Isto é tudo muito bonito, esta coisa de se irem embora. Mas eu confesso que começo a ficar farta de ir ao aeroporto e voltar de aperto no peito e vida mais vazia.

Tenho dito.

terça-feira, 12 de outubro de 2010

Knight and Day

Milner: Someday. That's a dangerous word. It's really just a code for 'never'.


(...)


Milner: What day is it today?
June Havens: It's "someday"!

segunda-feira, 11 de outubro de 2010

Insónia

Não há nada a fazer. É difícil pôr um corpo a dormir, pior ainda uma mente acelerada. Roda-se na cama, almofada por cima da cabeça, por baixo do braço, enrolada nas pernas, fora da cama. Tapada até ao pescoço ou só com os lençóis a fugir dos pés. Nada a fazer. As séries não adormecem, o livro também não. São só as horas que passam. Já são 4h, já são 5h e incrivelmente já são 6h e o dia daqui a pouco faz-me companhia. Devo andar a viver numa outra timezone qualquer. Ou então é mesmo o meu consciente que não me quer dar descanso. E não é a primeira vez. Coitado, anda um bocadinho overloaded, mas já é mais que crescido e experiente para lidar com a vida.

sexta-feira, 8 de outubro de 2010

Linhas cruzadas



É certo que sempre ouvi dizer, que do querer ao fazer
Vai um enorme esticão
Mas haverá quem possa negar, que querer é poder
E o nunca é uma invenção

Conversas

Falas de ti e falas de mim e falas como somos perfeitos.
Falas do tempo, falas da vida e falas da nossa banda sonora.
Dizes que me amas, quando o vento assobia e eu não ouço nada. Ou finjo que não.
Sabes bem que não gosto dessas coisas e não vou acreditar nunca.
Falas do tempo e falas de nós e falas do mundo que vamos percorrer.
É tudo perfeito do teu ponto de vista. Eu é que não vejo. Ou finjo que não.

Isto é música de fundo das incongruências. Dos tropeções e falta de fé.
Falas de ti e falas de mim e um dia serei eu a falar-te de nós.

terça-feira, 5 de outubro de 2010

Formalidades

Quero saber o teu nome, esse que se esconde por detrás dos incessantes cigarros que devoras uns atrás dos outros. Às vezes consigo ver-te através do fumo, mas as tuas pausas não dão para muito mais.
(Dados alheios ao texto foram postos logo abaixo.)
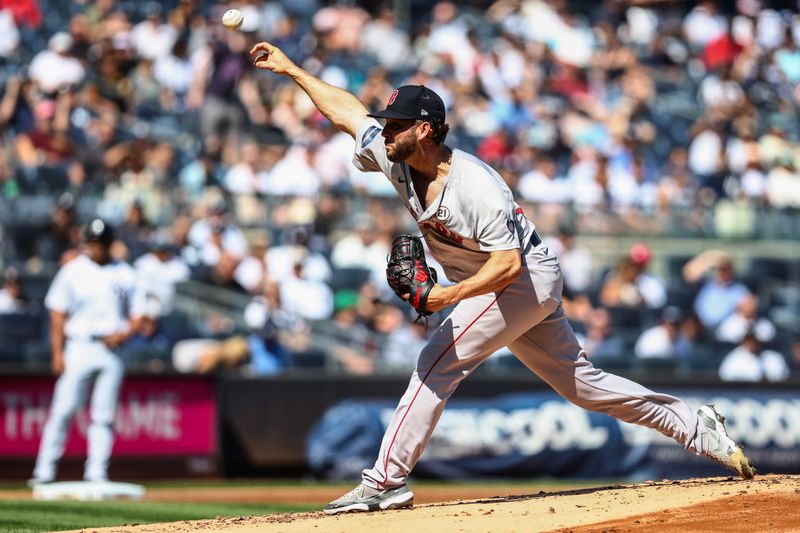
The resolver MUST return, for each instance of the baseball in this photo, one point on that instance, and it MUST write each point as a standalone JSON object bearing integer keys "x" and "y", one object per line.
{"x": 232, "y": 19}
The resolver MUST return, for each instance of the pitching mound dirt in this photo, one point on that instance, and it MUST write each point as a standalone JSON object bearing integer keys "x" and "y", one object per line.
{"x": 768, "y": 503}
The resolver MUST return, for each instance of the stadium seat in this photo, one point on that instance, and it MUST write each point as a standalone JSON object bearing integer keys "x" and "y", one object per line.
{"x": 348, "y": 278}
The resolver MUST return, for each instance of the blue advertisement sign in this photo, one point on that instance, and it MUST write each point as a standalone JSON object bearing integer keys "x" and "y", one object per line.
{"x": 541, "y": 434}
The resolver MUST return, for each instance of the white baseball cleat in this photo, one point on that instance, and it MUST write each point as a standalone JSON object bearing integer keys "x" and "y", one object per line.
{"x": 721, "y": 447}
{"x": 365, "y": 499}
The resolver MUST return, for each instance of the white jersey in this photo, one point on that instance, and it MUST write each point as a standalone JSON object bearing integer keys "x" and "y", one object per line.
{"x": 98, "y": 299}
{"x": 474, "y": 214}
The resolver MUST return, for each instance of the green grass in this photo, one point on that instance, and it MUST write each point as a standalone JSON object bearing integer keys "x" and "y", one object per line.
{"x": 25, "y": 516}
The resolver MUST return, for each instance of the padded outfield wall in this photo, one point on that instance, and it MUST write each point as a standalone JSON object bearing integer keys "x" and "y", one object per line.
{"x": 191, "y": 426}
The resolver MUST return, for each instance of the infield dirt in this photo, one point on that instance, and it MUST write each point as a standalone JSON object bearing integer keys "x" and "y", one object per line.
{"x": 767, "y": 503}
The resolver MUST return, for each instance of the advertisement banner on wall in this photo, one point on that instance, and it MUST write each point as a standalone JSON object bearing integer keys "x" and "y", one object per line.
{"x": 536, "y": 434}
{"x": 156, "y": 417}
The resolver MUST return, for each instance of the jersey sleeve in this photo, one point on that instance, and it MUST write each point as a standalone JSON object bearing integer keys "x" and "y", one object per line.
{"x": 59, "y": 296}
{"x": 497, "y": 229}
{"x": 370, "y": 154}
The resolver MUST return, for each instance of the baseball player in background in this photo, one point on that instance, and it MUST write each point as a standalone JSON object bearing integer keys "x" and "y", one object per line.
{"x": 94, "y": 308}
{"x": 507, "y": 291}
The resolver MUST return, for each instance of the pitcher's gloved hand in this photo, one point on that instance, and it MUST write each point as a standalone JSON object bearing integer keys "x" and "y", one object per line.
{"x": 408, "y": 273}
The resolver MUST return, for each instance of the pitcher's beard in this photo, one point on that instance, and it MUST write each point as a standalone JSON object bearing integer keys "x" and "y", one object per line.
{"x": 400, "y": 150}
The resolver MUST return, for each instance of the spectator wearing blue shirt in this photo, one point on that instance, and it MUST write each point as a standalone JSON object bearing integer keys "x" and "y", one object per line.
{"x": 719, "y": 295}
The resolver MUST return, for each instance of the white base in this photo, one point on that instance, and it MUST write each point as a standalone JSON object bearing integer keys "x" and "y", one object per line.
{"x": 88, "y": 490}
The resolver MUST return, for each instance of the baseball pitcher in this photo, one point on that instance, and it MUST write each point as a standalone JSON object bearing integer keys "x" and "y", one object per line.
{"x": 507, "y": 291}
{"x": 94, "y": 308}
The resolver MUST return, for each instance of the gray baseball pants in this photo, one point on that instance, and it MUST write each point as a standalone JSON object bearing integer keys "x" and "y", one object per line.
{"x": 528, "y": 318}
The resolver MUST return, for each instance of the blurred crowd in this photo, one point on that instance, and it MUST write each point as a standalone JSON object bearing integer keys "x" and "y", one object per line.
{"x": 614, "y": 117}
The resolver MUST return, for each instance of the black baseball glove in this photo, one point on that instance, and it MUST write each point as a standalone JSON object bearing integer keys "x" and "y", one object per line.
{"x": 408, "y": 273}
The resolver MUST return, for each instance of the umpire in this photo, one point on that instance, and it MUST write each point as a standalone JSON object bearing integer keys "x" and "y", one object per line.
{"x": 94, "y": 308}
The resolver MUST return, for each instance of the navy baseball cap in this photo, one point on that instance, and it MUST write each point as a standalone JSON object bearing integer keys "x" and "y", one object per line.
{"x": 413, "y": 102}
O problema é vivermos num país de formalidades. Em que precisamos de palavras caras para nos ouvirem, em que sermos simples é demasiado básico. Num país em que temos de ser duas páginas, cheias de enrolanço, para dizermos duas linhas, para nos levarem a sério. Às vezes gostava que tivéssemos o sentido prático dos americanos ou dos brasileiros. Eles sabem ser quentes com o coração logo assim à queima-roupa, sem precisarem de pôr máscaras e armaduras antes de se direccionarem. É que isso dava-me mesmo jeito, ao menos não perdia vidas a ultrapassar barreiras só para saber como te chamas.

sábado, 2 de outubro de 2010

Insanidade

Porque a partir do momento em que te consideram louco, és louco para sempre, e tudo o que dizes, tudo o que fazes, mesmo se já o fizesses antes, agora mais não são do que actos que comprovam a tua insanidade. És louco, já não podes voltar atrás. Se cais é porque cais, se ris é porque ris. E é tudo porque és louco. E serás sempre, mesmo se não fores. E eu sei disso porque quando te pergunto como é que estás, tu respondes-me com o que fazes. E não como estás, como te sentes. És o teu trabalho e a tua rotina, falas-me de prazos e entregas, em vez de seres os teus sentimentos, as vozes dentro de ti que te impelam, de estares como te sentes aí dentro. Tu não sabes como estás, só o que andas a fazer. E essa é a maior insanidade do mundo, Ser apenas o que Faz.